Freedom Forum, a Nepali rights group, recorded 98 violations of freedom of expression in 2018, compared with 66 in 2017, including threats and attacks by interest groups, and arbitrary arrests. Freedom Forum reported increased constraints on the media under the Oli government, including pressure to self-censor material critical of the government.
In addition, the Committee to Protect Journalists has warned that several provisions in Nepal's new criminal code, which came into effect on August 17, 2018, threaten media freedom. These include section 294, which prohibits disclosing private information without permission, including private information about public figures; section 295, which prohibits photographing a person outside of a public space without their consent; and section 306, which criminalizes satire that disrespects an individual.
Internet access is rapidly expanding in Nepal, reaching 60 percent of the population and adding 250 new users every hour.

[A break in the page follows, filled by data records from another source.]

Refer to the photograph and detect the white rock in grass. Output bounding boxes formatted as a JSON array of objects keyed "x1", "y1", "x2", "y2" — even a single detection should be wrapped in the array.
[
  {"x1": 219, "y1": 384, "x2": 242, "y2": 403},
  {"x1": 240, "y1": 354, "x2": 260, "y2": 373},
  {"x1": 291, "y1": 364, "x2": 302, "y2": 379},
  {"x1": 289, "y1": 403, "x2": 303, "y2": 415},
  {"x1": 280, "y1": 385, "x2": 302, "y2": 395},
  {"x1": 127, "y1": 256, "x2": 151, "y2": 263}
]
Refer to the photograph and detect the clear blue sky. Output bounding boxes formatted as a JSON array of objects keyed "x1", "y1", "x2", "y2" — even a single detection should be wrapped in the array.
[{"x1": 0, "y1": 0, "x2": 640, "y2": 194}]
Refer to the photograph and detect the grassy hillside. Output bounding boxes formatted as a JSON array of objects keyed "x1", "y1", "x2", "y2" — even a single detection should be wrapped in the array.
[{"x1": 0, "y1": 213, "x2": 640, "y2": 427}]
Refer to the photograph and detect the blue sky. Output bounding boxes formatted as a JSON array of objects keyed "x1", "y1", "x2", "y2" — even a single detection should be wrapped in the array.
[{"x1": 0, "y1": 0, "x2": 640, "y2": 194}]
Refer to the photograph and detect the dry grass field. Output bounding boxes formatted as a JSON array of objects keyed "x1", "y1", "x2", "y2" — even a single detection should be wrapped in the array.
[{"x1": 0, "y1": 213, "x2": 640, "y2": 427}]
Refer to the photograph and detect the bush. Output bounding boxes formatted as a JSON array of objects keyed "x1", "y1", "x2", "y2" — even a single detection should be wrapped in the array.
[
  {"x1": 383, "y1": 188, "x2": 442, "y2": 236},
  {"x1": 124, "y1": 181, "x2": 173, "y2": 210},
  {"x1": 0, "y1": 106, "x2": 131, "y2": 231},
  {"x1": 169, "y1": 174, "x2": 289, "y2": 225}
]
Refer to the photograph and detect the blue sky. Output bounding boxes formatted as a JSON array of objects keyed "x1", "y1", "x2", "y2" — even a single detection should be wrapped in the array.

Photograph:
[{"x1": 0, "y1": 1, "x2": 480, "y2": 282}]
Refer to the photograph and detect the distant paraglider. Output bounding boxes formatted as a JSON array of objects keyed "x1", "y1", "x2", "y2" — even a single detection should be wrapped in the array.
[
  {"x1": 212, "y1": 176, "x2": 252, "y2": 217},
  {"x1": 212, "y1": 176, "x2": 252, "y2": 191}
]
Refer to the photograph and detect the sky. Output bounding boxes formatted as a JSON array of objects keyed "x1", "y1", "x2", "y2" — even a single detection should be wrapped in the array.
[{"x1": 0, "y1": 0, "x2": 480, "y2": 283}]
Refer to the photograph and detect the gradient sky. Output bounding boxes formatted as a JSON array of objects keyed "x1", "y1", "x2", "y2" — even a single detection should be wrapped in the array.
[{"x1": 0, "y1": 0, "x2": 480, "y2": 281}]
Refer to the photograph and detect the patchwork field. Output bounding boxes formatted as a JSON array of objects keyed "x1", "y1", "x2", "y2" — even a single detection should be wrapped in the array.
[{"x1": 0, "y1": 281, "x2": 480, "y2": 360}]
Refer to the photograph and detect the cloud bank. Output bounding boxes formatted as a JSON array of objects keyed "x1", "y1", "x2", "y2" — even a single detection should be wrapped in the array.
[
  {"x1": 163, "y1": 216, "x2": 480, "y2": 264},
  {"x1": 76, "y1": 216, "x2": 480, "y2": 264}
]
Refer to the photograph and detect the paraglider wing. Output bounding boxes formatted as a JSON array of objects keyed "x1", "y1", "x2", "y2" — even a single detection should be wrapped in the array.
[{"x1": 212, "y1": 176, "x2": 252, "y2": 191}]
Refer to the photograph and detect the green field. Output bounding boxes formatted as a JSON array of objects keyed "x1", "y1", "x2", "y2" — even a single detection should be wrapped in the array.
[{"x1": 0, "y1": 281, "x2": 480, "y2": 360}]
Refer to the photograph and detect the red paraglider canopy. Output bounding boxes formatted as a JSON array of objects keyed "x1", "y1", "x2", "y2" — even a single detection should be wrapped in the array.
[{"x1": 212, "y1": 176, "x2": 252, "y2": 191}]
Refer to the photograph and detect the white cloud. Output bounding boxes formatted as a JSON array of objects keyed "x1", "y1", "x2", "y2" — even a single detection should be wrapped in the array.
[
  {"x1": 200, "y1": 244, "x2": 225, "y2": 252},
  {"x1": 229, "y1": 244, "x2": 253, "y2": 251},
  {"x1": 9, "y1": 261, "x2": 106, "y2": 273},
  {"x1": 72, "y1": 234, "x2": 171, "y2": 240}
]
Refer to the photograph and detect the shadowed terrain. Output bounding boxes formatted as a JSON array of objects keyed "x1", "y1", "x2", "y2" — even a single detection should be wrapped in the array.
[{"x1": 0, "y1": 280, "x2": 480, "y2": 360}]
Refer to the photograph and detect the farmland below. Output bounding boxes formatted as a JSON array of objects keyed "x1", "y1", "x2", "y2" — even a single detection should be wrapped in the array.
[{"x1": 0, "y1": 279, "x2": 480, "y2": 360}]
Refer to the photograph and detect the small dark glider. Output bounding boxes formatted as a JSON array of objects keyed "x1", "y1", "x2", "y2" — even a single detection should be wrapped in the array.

Social media reach is increasing, and an estimated 9.3 million Nepalis use Facebook. While the government has recognized the importance of digital technology for social and economic development, it is also cracking down on peaceful dissent and criticism.
On February 3, 2019, the news website newssewa.com was reportedly blocked by the authorities after it carried an item that was critical of a senior police officer. Two weeks later, a satirical song criticizing government corruption, “Lutnasake lut kanchha!” (Loot if you can my friend!), was removed from YouTube after protests by youth supporters of the ruling party. In August 2018, Homnath Sigdel, a local government official, was arrested for sharing a satirical image of the prime minister on Facebook.
In January 2019, the government proposed a new law imposing sweeping restrictions on what government employees can post online, making virtually any criticism of government policies unlawful. This followed an order from the Education Ministry in October 2018 prohibiting almost 500,000 staff nationwide, including teachers, from criticizing the government or political parties on social media.
The government has placed before parliament an Information Technology bill, which would impose penalties of up to five years in prison for “improper” posts on social networking sites if they are deemed to discredit individuals or to harm national security. The Nepali government should review and revise as necessary all proposed legislation that affects free expression.
Nepal, as a state party to the International Covenant on Civil and Political Rights, is obligated to respect the right to freedom of expression, including the freedom to seek, receive, and impart information and ideas of all kinds, in any medium. Any interference with the rights to privacy and free expression should be based on clear law, for a legitimate reason, and be proportionate – that is, the minimal interference necessary.
The United Nations Human Rights Committee, in its general comment on the right to freedom of expression, stated that the “mere fact that forms of expression are considered to be insulting to a public figure is not sufficient to justify the imposition of penalties.” Thus, “all public figures, including those exercising the highest political authority such as heads of state and government, are legitimately subject to criticism and political opposition.”
“Attacks on free expression have increased in Nepal over the past year, and proposed laws and policies provide further grounds for alarm,” Ganguly said. “Nepal’s political leaders should reject any efforts that undermine the rights of Nepalis to peacefully express their views.”